AggregateOperation
is a holder of five functional primitives Jet uses
to evaluate an aggregate function over a set of data items:
-
create
a new accumulator object. -
accumulate
the data of an item by mutating the accumulator's state. -
combine
the contents of the right-hand accumulator into the left-hand one. -
deduct
the contents of the right-hand accumulator from the left-hand one (undo the effects ofcombine
). -
finish
accumulation by transforming the accumulator object into the final result.
If you are familiar with java.util.stream.Collector
, you may get a
déjà vu here: except for some naming differences, AggregateOperation
is a very similar object. The devil is in the detail, however, and these
primitives are tailor-made for Jet's aggregation style. We assume that
both accumulation and combining are destructive operations, mutating the
left-hand operand. Mutability means lower GC pressure and we always use
it in our implementations. We also define the deduct
primitive, absent
from Collector
and specifically targetted at the optimization of
sliding window aggregation.
As a simple example we can define an aggregate operation that collects items to a set:
AggregateOperation.of(
HashSet::new,
Set::add,
Set::addAll,
Set::removeAll,
Set::toString
);
of()
is a factory method that takes the primitives in the order we
gave above. Let's have a brief look at this definition. Our accumulator
object is a HashSet
instance. We accumulate an item with add()
; we
combine it with another accumulator with addAll()
; we undo this
operation with removeAll()
. Our final output is a string
representation of the set.
This example was easy and familiar because Set
is a mutable
abstraction so the fit is natural. It gets less natural when your
accumulated value is something the JDK doesn't provide in mutable form.

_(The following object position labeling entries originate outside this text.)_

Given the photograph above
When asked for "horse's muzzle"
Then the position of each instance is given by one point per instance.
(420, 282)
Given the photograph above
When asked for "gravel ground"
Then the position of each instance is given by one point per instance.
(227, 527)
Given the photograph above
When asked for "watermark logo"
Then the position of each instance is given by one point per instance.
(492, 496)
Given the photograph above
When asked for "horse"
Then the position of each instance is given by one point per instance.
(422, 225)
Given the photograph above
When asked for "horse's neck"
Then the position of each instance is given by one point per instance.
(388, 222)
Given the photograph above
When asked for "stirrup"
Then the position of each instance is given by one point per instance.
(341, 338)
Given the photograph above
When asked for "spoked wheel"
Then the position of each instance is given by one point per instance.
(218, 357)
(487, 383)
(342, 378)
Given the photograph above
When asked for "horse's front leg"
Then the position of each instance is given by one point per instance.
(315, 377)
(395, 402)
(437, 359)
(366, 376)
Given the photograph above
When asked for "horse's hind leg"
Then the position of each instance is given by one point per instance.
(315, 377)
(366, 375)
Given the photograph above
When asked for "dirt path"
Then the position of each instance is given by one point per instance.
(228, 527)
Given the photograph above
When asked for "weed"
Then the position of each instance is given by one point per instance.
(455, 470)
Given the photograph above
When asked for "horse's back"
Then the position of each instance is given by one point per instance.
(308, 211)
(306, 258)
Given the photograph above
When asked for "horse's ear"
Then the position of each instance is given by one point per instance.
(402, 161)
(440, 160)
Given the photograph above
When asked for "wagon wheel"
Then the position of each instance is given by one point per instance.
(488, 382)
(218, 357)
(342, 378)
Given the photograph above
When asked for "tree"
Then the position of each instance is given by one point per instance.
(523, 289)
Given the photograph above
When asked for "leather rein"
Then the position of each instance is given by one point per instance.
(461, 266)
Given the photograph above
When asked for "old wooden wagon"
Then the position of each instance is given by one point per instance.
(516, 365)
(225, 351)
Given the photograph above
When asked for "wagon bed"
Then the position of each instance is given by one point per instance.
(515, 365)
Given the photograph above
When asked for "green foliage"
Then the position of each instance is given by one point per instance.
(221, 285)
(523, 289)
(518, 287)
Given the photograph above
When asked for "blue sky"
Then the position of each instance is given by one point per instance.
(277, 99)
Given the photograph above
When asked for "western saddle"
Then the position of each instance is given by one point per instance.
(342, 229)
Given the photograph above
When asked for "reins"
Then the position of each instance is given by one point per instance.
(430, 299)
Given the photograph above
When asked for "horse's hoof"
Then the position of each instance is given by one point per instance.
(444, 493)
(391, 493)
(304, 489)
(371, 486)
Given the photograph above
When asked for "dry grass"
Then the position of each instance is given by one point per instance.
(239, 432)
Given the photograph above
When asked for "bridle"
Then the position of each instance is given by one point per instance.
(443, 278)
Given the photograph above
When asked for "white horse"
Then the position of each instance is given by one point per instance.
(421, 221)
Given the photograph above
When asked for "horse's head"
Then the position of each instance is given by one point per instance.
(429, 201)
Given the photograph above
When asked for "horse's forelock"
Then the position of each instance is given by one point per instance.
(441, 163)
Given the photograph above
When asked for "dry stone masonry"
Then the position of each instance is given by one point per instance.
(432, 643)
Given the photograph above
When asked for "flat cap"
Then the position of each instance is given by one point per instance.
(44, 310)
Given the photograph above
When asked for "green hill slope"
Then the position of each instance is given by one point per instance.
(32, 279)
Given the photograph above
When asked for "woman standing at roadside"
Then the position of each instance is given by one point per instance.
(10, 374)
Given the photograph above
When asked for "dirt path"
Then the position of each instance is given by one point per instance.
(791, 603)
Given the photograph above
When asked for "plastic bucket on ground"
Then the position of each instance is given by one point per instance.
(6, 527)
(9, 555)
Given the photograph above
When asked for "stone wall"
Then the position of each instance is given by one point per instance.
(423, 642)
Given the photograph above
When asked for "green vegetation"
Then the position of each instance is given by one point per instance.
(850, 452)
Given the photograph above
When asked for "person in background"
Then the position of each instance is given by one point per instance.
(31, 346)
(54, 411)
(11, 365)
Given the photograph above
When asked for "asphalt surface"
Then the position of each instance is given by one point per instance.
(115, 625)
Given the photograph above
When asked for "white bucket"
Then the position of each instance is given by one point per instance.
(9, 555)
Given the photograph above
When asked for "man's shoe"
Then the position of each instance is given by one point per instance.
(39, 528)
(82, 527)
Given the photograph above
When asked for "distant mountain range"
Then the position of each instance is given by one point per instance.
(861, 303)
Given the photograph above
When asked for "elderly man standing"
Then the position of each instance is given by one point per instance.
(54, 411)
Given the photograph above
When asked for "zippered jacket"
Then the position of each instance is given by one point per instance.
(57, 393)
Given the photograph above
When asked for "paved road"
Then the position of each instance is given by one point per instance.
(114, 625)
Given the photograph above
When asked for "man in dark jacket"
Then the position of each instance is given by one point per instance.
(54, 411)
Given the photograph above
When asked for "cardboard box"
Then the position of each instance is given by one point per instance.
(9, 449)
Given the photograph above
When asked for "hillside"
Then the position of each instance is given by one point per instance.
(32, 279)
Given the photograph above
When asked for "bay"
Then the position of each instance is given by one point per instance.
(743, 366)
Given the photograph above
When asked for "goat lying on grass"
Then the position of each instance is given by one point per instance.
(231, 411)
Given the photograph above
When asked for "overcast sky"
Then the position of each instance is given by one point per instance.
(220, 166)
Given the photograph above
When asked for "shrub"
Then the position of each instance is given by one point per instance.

If you want to accumulate a long
value, you'll need a mutable
container object for it. We do provide convenience that will create an
AggregateOperation
from immutable reduction primitives, so you could
use that:
AggregateOperations.reducing(
0L,
(Long x) -> x,
(sum1, sum2) -> sum1 + sum2,
(sum1, sum2) -> sum1 - sum2
);
Under the hood Jet will instantiate a mutable holder that keeps a
reference to the immutable objects returned from the user-supplied
primitives. reducing()
takes these arguments:
- the "empty" accumulated value
- the function that takes a stream item and computes its accumulated value
- the
combine
primitive - the
deduct
primitive
Note that combine
and deduct
here are pure functions acting on
immutable arguments and have appropriately different lambda shapes than
those in AggregateOperation
.
While simple, the above definition of summing will create a lot of
garbage Long
objects. Jet's own summing operation looks like this:
return AggregateOperation.of(
LongAccumulator::new,
(a, item) -> a.addExact(mapToLongF.applyAsLong(item)),
LongAccumulator::addExact,
LongAccumulator::subtractExact,
LongAccumulator::get
);
Instead of one immutable Long
per input item we create just a single
LongAccumulator
instance for the whole operation. There's no
intermediate step of first computing the accumulated value of an item
and then combining it with the running state (this would force us to
create an object); here the accumulate
primitive takes the whole item
and works it out internally how to update the accumulator.
LongAccumulator
declares methods for "exact" addition/subtraction
(result is checked for integer overflow) and we use them here,
preferring fail-fast behavior to emitting incorrect results.